This must have struck Peter as very like another passage in the intercourse between him and Jesus. Strange scene! we are back in Galilee; we experience again a night of fruitless toil. This was my place of consecration at the first; and these nets, which I borrow now, were then my own; and it was in the morning that the Lord was standing on the beach, as He did even now.
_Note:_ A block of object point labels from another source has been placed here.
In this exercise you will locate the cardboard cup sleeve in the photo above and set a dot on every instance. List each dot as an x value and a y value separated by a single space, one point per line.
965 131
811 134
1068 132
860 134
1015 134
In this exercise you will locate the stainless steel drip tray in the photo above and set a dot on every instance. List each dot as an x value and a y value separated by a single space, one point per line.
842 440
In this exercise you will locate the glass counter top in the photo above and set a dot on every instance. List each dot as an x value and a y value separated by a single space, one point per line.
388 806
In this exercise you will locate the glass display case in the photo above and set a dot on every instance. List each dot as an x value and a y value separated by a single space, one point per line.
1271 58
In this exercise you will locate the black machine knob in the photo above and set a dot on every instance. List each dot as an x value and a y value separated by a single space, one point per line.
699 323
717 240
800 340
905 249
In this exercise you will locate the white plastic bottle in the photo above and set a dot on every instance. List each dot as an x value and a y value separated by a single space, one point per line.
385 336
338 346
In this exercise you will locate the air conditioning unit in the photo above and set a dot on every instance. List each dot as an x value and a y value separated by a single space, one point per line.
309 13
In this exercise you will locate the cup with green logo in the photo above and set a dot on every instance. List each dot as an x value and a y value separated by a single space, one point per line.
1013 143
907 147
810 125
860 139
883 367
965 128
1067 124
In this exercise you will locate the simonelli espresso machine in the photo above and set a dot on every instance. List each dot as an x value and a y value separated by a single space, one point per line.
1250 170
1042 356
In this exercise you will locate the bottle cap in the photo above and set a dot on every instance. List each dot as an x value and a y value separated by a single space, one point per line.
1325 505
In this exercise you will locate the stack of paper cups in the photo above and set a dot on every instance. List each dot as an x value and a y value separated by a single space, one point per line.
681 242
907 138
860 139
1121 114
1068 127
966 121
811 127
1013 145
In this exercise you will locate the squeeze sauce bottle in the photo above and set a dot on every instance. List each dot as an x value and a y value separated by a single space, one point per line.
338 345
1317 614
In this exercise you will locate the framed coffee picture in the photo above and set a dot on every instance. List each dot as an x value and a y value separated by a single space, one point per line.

There is no mere repetition in this story: to a soul in Peter's case the one impossible thing would be that he should ever regain the place from whence he fell. And the Lord was going to convince him, by means of these similar circumstances and the miraculous draught of great fishes, that there was for him, even for him, such a thing as a fresh start; and that he should not mourn because there was "no returning upon his former track." When the boat had been brought to land, the Lord questioned Peter, not saying, "Thou didst deny Me," but "Dost thou love Me?" and finally repeats in his ears the old word with which He moved him to tread the heavenly way at the first—"Follow thou Me."
There were now no boats or nets which Peter could leave for the Lord, but the whole drama of consecration is acted over again. "Follow Me, Peter; what thou hast missed shall yet be given thee; formerly there was a point beyond which thou couldst not follow Me; but now thou shalt tread in My footsteps, even to the cross which thou didst fear at the first, and to the shame from which erewhile thy soul recoiled." "Another shall carry thee whither thou wouldest not: this spake He, signifying by what death he should glorify God."
VI
ADDITION AND MULTIPLICATION
"He that lacketh these things is blind and short-sighted, and hath forgotten that he was purged from his old sins."—2 PETER i. 9.
The chapter from which these verses are taken describes two arithmetical processes, the working out of one of which belongs to us, and of the other to our Father in heaven. The first is an addition sum: "Add to your faith virtue; and to virtue knowledge; and to knowledge temperance; and to temperance patience; and to patience godliness; and to godliness brotherly-kindness; and to brotherly-kindness love." Writing down the figures of the sum, and computing the total, we have it set out fair and clear,—"Ye shall never fall." The other is God's multiplication sum:
"Grace and peace be multiplied to you in the knowledge of God and of Jesus our Lord"; and the result of the working comes out,—"Ye shall be made partakers of the Divine nature, having escaped the corruption that is in the world through lust." I suppose it means that if we are willing to go on at an arithmetical progression, God would work in us at a geometrical one; and so, patiently persisting in holiness, and hungering after righteousness, we shall be in heaven before we know where we are.
But such passages trouble some folk who don't like to think that a Christian has anything to do in the matter of his own salvation; who say "It is finished" over a work that is only begun in them, and "Jesus paid it all," when a voice within is saying, "How much owest thou unto thy Lord?" or, perhaps, if they do not put it quite so strongly as that, they are, to say the least, gravely suspicious of the existence of a creaturely activity in the spiritual life.